The present meta-analysis found that microsurgical varicocelectomy is the most effective and least morbid method among the three varicocelectomy techniques for treating varicocele in infertile men.

OBJECTIVE

  • • To compare various techniques of open non-microsurgical, laparoscopic or microsurgical varicocelectomy procedures to describe the best method for treating varicocele in infertile men.

PATIENTS AND METHODS

  • • We searched PubMed, Embase, the Cochrane Library, the Institute for Scientific Information (ISI) – Science Citation Index and the Chinese Biomedicine Literature Database up to June 2011. Only randomized controlled trials (RCTs) were included in the present study.
  • • The outcome measures assessed were pregnancy rate (primary), the incidence of recurrent varicocele, time to return to work, the incidence of postoperative hydrocele and operation duration (secondary).
  • • Two authors independently assessed the study quality and extracted data. All data were analysed using Review Manager (version 5.0).

RESULTS

  • • The present study included four randomized controlled trials comprising 1,015 patients in total.
  • • At the follow-up endpoints, patients who had undergone microsurgery showed a significant advantage over those who had undergone open varicocelectomy in terms of pregnancy rate (odds ratio [OR]= 1.63, 95% confidence interval [CI]: 1.19–2.23].
  • • There was no significant difference between laparoscopic and open varicocelectomy (OR = 1.11, 95% CI: 0.65–1.88) or between microsurgery and laparoscopic varicocelectomy (OR = 1.37, 95% CI: 0.84–2.24).
  • • The incidences of recurrent varicocele and postoperative hydrocele were significantly lower after microsurgery than after laparoscopic or open varicocelectomy.
  • • The time to return to work after microsurgery and laparoscopic varicocelectomy was significantly shorter than that after open varicocelectomy.
  • • The operation duration of microsurgical varicocelectomy was longer than that of laparoscopic or open varicocelectomy.

CONCLUSIONS

  • • Current evidence indicates that microsurgical varicocelectomy is the most effective and least morbid method among the three varicocelectomy techniques for treating varicocele in infertile men.
  • • More high-quality, multicentre, long-term RCTs are required to verify the findings.
Abbreviation
RCT

randomized control trial.

INTRODUCTION

A varicocele is defined as dilated and tortuous veins within the pampiniform plexus of scrotal veins. They are present in 15% of the normal male population and in up to 40% of patients with male infertility [1]. Varicoceles are now recognized as the most surgically correctable cause of male infertility. Varicoceles are believed to cause male infertility by impaired drainage or pooling of blood around the testis, leading to increased scrotal temperature. Approximately 90% of varicoceles are left-sided. Whereas most studies report an ≈10% prevalence of bilateral varicoceles, a few have reported a higher prevalence of bilaterality [2]. Although a Cochrane database suggested no benefit of varicocele treatment in relation to a couple's chances of conception compared with control subjects, this meta-analysis included patients with subclinical varicoceles or normal semen analyses [3]. Varicoceles are now recognized as the most surgically correctable cause of male infertility.

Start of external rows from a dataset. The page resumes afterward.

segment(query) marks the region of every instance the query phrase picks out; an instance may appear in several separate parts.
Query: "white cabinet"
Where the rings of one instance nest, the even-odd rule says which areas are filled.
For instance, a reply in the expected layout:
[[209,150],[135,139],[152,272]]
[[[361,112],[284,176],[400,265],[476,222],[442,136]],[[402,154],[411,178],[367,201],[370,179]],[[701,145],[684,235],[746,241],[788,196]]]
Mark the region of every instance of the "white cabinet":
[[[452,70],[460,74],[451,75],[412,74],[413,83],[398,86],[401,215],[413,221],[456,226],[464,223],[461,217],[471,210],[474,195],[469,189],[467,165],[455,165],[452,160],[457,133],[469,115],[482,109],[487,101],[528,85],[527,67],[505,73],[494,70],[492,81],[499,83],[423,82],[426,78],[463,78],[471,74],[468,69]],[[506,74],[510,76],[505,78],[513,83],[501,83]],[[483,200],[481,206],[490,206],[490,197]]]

In a meta-analysis, Marmar et al. [4] reported a 33% pregnancy rate in patients who underwent surgical varicocelectomy and a 15.5% pregnancy rate in the controls receiving no varicocelectomy. A recent randomized controlled trials (RCT) showed that varicocelectomy is superior to observation in infertile patients with palpable varicoceles and impaired semen quality, with increased odds of spontaneous pregnancy and improvements in semen characteristics within1 year of follow-up [5].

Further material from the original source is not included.